SCOTUS Rules Federal Arbitration Act Not Applicable to Transportation Independent Contractor Agreements
On Jan. 15, 2019, the U.S. Supreme Court issued its opinion in New Prime Inc. v. Oliveira, No. 17-340, holding (1) that a court (rather than an arbitrator) should resolve a dispute over the applicability of the Federal Arbitration Act (FAA)'s § 1 exemption for "contracts of employment" of transportation workers, and (2) Mr. Oliveira's independent contractor agreement with New Prime falls within the § 1 exemption.

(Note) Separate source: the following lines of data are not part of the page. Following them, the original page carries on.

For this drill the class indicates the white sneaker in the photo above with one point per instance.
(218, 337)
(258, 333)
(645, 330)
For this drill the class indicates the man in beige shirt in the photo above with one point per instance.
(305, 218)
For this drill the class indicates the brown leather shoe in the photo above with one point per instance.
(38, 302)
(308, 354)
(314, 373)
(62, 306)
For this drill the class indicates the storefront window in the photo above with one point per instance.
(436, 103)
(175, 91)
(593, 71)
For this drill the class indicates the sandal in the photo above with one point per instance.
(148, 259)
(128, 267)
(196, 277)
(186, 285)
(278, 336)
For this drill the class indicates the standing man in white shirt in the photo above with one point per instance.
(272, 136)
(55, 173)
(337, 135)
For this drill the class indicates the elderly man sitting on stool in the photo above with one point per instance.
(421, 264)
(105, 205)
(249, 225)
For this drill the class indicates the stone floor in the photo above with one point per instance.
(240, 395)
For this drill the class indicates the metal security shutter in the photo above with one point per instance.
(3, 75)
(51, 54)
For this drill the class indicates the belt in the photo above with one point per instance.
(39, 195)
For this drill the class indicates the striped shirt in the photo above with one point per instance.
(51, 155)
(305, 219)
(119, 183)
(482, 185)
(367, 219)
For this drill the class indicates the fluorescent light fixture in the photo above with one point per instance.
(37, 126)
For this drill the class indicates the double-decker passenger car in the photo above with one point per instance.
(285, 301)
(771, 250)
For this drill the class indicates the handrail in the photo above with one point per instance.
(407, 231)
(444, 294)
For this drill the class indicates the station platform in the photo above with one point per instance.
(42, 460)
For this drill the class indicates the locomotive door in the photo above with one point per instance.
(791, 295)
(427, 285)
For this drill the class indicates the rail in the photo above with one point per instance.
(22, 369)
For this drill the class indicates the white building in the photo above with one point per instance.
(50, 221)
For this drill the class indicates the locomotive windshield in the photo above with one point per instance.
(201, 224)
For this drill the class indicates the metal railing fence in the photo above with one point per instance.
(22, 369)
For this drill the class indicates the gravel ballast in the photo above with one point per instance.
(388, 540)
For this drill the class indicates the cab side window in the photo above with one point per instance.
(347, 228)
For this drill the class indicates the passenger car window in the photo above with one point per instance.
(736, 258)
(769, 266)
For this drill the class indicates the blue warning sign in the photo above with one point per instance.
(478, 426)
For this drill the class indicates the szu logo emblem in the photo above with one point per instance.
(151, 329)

As we noted in prior blog posts, this case has substantial impact on the arbitrability of independent contractor misclassification cases. (See "Supreme Court to Clarify Applicability of Arbitration Act to Transportation Contracts," Mar. 1, 2018; "Supreme Court Hears Argument on Applicability of Federal Arbitration Act to Transportation Independent Contractor Agreements," Oct. 4, 2018).
Looking at the sequencing of the relevant sections of the FAA, the Court determined that to invoke the statutory powers of §§ 3 and 4 to stay litigation and compel arbitration, a court must first determine whether the contract falls within §§ 1 and 2, exempting contracts of employment of certain transportation workers engaged in interstate commerce. Only then can the court proceed to the merits of whether the § 1 exemption applies to a particular contract.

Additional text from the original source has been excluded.